Nella catena di montaggio
Dopo la panoramica di tutti i vari test per il controllo qualità, finalmente sono arrivato nella catena di montaggio! È qui che troviamo tutta una serie di macchinari, ognuno dedicato ad assemblare una diversa tipologia di componentistica interna. L’intervento umano è ridotto al minimo e quasi tutto è automatizzato (come ci si aspetterebbe!). Uno o più operatori seguono il lavoro svolto dai macchinari, con il compito di verificare che tutto proceda secondo i piani.
Ogni area produce una parte differente dello smartphone che viene assemblato man mano. Ovviamente, passo dopo passo, non mancano controlli nel funzionamento e nella qualità del prodotto, con tanto di piccoli test simili a quelli affrontati poco prima.
Infine, un macchinario si occupa di installare il software all’interno della scheda madre.
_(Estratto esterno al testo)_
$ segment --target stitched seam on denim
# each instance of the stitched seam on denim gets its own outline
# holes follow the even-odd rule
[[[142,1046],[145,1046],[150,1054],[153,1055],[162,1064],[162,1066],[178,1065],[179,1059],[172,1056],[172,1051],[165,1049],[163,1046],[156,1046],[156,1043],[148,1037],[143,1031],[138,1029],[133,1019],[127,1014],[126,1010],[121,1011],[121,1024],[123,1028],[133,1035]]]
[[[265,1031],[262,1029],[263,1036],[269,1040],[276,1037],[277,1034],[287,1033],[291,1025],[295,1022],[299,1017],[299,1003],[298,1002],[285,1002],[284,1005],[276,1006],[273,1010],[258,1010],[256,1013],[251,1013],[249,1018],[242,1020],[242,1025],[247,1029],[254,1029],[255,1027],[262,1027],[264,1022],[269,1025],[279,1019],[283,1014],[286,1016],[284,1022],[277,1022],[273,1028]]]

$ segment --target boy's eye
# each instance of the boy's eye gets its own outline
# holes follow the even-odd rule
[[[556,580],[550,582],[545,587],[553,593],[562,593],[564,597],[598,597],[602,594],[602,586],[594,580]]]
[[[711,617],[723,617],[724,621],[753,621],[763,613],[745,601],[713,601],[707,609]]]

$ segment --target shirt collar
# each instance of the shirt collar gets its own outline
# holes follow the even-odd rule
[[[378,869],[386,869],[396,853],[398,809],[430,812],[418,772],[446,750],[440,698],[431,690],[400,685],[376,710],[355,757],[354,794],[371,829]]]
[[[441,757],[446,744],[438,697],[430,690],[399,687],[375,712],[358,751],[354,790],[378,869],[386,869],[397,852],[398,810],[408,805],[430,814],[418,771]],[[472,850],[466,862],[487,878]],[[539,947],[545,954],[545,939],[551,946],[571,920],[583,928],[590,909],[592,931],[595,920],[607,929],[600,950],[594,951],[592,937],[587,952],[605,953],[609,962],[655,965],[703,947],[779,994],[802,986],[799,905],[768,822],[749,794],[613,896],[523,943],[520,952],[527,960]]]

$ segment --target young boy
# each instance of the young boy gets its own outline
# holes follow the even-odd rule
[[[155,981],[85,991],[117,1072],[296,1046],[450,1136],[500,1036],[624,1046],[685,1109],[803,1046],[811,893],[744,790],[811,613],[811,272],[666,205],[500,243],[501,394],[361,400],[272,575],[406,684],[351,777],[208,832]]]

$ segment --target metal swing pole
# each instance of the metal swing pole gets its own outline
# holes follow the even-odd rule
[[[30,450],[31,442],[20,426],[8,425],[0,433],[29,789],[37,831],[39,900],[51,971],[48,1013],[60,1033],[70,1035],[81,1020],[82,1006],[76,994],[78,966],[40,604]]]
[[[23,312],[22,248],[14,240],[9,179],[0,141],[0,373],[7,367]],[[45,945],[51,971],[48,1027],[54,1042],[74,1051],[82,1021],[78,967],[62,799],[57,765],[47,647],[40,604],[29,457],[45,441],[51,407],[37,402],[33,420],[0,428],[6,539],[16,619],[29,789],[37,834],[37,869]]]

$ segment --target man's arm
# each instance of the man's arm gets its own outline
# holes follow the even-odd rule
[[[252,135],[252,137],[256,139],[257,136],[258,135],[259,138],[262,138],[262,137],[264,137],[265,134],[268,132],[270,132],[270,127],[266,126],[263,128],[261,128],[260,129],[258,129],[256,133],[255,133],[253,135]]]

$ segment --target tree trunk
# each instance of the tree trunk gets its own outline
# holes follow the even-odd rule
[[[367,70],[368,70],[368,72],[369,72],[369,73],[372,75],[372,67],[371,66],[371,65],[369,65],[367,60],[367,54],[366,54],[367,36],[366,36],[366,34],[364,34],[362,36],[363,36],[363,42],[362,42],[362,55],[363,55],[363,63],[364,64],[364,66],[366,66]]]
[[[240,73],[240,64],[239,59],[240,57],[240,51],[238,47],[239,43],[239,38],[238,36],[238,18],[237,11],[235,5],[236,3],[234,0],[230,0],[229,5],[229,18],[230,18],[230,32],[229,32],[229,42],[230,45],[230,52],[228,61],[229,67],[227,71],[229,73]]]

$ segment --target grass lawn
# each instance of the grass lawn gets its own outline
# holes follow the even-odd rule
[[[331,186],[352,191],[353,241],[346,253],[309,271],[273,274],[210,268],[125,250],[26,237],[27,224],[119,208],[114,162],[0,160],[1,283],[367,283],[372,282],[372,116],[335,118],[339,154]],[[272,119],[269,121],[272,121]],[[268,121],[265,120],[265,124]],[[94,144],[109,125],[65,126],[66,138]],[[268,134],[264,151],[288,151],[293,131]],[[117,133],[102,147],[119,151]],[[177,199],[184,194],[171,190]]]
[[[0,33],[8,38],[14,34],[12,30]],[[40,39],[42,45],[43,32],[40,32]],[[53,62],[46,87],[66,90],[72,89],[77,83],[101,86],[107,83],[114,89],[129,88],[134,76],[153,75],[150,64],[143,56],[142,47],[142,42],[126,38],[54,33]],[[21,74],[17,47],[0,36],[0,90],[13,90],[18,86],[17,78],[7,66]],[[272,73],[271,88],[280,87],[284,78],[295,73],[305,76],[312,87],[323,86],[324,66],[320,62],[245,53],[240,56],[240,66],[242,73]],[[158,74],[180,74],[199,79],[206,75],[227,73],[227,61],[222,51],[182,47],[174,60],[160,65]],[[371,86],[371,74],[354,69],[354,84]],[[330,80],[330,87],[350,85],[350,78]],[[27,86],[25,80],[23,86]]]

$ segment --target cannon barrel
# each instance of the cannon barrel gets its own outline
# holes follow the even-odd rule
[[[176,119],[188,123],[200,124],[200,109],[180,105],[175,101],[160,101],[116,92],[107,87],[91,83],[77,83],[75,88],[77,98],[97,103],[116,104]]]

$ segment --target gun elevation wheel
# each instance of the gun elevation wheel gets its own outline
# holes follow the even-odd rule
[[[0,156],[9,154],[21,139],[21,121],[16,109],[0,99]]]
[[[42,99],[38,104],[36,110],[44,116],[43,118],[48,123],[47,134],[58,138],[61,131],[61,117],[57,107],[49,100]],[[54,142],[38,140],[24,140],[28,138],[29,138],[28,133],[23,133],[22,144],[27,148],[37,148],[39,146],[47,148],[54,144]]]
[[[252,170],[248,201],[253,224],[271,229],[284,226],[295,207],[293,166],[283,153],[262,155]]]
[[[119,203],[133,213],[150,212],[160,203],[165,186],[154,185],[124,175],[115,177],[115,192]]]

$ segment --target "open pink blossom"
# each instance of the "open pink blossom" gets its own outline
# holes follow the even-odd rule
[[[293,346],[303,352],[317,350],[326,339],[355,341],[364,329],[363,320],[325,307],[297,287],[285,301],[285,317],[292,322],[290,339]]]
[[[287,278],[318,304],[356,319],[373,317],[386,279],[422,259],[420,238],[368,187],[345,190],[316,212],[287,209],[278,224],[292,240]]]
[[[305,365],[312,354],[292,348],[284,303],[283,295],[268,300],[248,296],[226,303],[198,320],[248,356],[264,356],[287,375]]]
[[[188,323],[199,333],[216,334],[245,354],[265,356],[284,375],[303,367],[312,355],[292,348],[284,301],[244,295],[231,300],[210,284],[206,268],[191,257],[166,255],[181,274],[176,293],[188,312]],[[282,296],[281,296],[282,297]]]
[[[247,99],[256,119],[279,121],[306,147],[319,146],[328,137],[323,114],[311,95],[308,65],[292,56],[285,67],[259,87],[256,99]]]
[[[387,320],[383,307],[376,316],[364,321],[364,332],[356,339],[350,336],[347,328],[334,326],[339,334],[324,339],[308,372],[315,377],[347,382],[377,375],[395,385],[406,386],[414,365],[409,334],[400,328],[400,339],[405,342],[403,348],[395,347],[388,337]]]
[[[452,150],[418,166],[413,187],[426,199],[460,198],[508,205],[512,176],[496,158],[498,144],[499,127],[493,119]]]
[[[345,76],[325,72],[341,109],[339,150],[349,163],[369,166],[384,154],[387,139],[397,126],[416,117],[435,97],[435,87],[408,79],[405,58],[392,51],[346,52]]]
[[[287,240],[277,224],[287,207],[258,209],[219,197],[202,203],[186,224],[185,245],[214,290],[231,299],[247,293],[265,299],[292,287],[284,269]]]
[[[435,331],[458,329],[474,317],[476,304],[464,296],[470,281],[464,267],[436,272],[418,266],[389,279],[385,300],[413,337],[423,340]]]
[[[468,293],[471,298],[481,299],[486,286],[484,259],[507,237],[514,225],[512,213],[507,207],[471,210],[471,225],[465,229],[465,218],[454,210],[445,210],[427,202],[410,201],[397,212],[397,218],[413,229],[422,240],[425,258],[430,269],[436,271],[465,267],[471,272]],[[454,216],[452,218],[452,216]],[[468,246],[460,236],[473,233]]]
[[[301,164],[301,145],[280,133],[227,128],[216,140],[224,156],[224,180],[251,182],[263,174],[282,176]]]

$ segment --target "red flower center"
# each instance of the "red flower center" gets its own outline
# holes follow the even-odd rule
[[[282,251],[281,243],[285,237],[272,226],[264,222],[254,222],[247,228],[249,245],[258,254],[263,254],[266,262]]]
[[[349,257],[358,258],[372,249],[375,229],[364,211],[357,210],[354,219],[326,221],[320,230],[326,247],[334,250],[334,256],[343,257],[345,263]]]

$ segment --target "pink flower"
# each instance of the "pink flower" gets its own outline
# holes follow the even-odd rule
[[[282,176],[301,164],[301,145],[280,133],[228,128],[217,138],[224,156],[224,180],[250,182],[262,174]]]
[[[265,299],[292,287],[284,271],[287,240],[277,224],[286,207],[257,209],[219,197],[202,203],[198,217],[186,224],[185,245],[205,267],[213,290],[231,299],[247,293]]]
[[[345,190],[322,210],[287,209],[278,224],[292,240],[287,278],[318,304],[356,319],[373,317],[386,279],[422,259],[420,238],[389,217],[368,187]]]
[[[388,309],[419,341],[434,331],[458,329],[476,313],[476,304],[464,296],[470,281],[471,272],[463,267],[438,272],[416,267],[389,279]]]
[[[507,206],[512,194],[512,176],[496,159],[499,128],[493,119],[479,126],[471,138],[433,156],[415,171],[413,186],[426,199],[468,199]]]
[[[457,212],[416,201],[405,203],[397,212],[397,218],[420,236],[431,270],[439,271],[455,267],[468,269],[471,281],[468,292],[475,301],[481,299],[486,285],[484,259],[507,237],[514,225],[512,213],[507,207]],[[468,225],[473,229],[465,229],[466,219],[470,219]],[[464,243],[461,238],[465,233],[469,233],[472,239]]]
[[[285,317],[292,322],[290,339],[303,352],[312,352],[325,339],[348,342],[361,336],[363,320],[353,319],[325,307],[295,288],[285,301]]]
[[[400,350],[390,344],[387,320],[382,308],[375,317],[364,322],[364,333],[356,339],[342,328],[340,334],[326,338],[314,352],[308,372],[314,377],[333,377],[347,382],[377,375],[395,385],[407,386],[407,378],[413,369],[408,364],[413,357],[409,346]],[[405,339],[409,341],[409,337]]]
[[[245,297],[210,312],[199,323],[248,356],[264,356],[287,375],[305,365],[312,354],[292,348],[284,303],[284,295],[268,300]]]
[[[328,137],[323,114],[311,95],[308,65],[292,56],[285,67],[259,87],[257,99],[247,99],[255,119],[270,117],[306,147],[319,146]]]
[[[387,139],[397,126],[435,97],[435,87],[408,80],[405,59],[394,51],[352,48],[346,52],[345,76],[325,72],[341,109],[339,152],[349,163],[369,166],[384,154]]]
Questo recupera la scheda madre vergine, la inserisce all’interno della linea produttiva, effettua il download del software e poi la riposiziona sui rulli, pronta il proseguire il suo viaggio verso il resto della catena di montaggio!
Curiosità e Conclusioni
Per avere chiara la portata del lavoro dietro ogni telefono bastano un paio di numeri: ogni mese questa fabbrica di OPPO produce 7.5 milioni di schede madri e 25 milioni di schede secondarie. Come già specificato – e come ho potuto constatare in prima persona – durante tutto il processo produttivo vengono effettuate ben 18 verifiche della qualità. Si tratta di uno standard davvero molto alto, tra i migliori del settore della telefonia mobile (in Cina e non solo).
Tra le mille curiosità di questa fabbrica, quella che più mi ha colpito è la presenza di circa 20 mila lavoratori! Inoltre si tratta di un vero e proprio campus in cui le persone vivono e lavorano, anche con le proprie famiglie. Quella che ho visitato è solo una delle tre fabbriche di OPPO presenti a Dongguan (in tutto ne sono 7 nel mondo).